O filme (dirigido por Guel Arraes, em 2000) é baseado na obra teatral de Ariano Suassuna, escrito em 1955. De forma fiel à peça, o filme mostra a marca indelével do autor, que consiste em apresentar de forma satírica o cenário nordestino e seus desafios. Prova disso se dá na forma como João Grilo, com a ajuda do atrapalhado Chicó, provoca seus superiores, como seus patrões Dora (Denise Fraga) e Eurico (Diogo Vilela), o Major Antônio Morais (Paulo Goulart), o clero, representado pelo Padre João (Rogério Cardoso) e pelo Bispo (Lima Duarte), o capitão do cangaço Severino de Aracaju (Marco Nanini), o valentão Vicentão (Bruno Garcia), o cabo Setenta (Aramis Trindade) e até mesmo o diabo (Luís Melo).
As peripécias feitas por esses dois matreiros, no sertão da Paraíba, consistem em enganar todos aqueles que podem lhes servir de alguma forma. Há de perceber-se que seus planos sempre envolvem a avareza dos enganados, cujos representam a minoria que possui algum bem material no Nordeste. Essa forma de agir mostra uma realidade presente no sertão nordestino, profundamente marcada pela seca, pela fome, por diversos problemas sociais, como falta de educação, saúde e saneamento básico, caracterizando, assim, uma região pouco desenvolvida.

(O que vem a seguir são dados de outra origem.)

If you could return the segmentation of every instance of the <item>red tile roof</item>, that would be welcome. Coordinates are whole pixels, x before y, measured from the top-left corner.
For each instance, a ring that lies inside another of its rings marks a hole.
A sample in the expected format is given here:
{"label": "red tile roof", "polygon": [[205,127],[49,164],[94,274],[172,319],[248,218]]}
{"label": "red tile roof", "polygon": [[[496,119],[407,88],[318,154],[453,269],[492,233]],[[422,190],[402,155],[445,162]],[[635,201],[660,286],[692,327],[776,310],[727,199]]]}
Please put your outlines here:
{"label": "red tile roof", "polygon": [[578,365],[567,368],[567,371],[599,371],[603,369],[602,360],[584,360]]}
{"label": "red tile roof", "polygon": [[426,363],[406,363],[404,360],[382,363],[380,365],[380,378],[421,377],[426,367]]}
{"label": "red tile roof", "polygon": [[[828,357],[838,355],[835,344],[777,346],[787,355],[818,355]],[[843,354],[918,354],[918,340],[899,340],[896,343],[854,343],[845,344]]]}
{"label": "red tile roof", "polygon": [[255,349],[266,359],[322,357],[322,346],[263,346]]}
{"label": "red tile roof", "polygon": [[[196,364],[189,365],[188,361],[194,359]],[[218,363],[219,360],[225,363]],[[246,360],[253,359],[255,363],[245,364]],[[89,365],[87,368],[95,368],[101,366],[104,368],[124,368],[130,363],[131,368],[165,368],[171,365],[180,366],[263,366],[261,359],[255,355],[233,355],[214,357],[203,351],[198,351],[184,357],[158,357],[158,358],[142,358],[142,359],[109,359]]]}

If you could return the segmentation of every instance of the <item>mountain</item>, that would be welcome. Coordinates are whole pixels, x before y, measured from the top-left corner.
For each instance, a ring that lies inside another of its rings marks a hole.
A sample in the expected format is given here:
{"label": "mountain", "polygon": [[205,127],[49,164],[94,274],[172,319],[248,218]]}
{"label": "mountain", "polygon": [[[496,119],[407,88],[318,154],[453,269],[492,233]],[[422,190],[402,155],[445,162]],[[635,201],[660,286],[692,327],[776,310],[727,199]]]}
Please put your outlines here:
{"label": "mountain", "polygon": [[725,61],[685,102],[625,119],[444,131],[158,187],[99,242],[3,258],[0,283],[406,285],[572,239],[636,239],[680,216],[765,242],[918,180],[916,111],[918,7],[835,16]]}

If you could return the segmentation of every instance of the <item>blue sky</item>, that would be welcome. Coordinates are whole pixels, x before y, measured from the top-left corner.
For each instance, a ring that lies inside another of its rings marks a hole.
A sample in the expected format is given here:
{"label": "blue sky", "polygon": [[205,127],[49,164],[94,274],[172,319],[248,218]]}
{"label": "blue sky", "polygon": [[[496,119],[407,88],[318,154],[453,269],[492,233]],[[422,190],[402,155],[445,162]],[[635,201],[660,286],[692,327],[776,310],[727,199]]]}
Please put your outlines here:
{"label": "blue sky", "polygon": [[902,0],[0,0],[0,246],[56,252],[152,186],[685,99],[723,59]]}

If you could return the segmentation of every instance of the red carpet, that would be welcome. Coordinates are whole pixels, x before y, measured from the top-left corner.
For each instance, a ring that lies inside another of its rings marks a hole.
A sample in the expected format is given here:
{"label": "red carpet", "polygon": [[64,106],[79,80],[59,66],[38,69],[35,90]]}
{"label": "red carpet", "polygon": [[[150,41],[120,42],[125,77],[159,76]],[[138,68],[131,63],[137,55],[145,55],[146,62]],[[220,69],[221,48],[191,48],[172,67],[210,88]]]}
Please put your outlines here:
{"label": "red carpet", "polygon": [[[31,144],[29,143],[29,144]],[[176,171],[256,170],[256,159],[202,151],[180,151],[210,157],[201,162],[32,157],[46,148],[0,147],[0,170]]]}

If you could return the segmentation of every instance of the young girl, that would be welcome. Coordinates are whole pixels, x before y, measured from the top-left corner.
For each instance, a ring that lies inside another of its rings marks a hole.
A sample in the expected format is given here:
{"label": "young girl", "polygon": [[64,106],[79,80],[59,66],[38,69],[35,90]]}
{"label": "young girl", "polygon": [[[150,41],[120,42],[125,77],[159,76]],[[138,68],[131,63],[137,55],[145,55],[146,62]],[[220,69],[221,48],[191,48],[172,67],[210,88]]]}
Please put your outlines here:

Logo, a falta de oportunidades e até mesmo outras habilidades e faculdades, levam João Grilo e Chicó a colocarem em prática suas artimanhas.
Segundo Angst (2009), a resiliência pode ser definida como uma capacidade universal que possibilita a pessoa, grupo ou comunidade prevenir, minimizar ou superar os efeitos nocivos das adversidades, inclusive saindo dessas situações fortalecida ou até mesmo transformada, porém não ilesa. Essa capacidade se apresenta claramente em João Grilo e Chicó, uma vez que sempre ao serem frustrados com os resultados de seus planos, não conseguindo sair da pobreza que assola suas vidas, conseguem se recuperar rapidamente, já com novas ideias para o próximo “ataque”. Essa capacidade se evidencia em uma das falas de João Grilo:
—- Eu estive pensando se não é melhor assim. Quem sabe se eu ficando rico não terminava como o padeiro? E depois com a desgraça, a gente tá acostumado!
De fato, com a desgraça eles já estavam acostumados. Em uma cena marcante do filme, a compadecida (Fernanda Montenegro) começa a falar das mazelas enfrentadas por João Grilo desde sua infância, enquanto, genialmente, surgem imagens reais de sertanejos nordestinos enfrentando os desafios a eles impostos. Juntamente com a narrativa da compadecida, a emoção se torna iminente:
—- João acostumou-se a pouco pão e muito suor. Passava fome e quando não podia mais rezar, quando a reza não dava jeito, ia se juntar a um grupo de retirantes que ia tentar sobreviver no litoral, humilhado, derrotado, cheio de saudade. E logo que tinha notícia da chuva, pegava o caminho de volta, animava-se de novo, como se a esperança fosse uma planta que crescesse com a chuva. E quando revia sua terra, dava graças a Deus por ser um sertanejo pobre, mas corajoso e cheio de fé.
Assim, em meio a tantas tribulações, a vida do sertanejo nordestino vai se formando, moldando figuras tão resilientes que a dor e o sofrimento já quase não são mais pedras no caminho, mas um aprender de novo, um levantar-se de novo, um impulso para seguir tentando sobreviver nesse cenário em tons pasteis, mas com corações regrado da cor verde, de esperança e de vermelho, do amor sentido pela terra onde nasceu e floresceu.
FICHA TÉCNICA DO FILME:
O AUTO DA COMPADECIDA
Diretor: Guel Arraes
Elenco: Fernanda Montenegro, Matheus Nachtergaele, Selton Melo
País: Brasil
Ano: 2000
Classificação: Livre
REFERÊNCIAS:
ANGST, R. (2009). Psicologia e Resiliência: uma revisão de literatura. Psicologia argumento. Curitiba: v. 27, n. 58, p. 253-260, jul./set.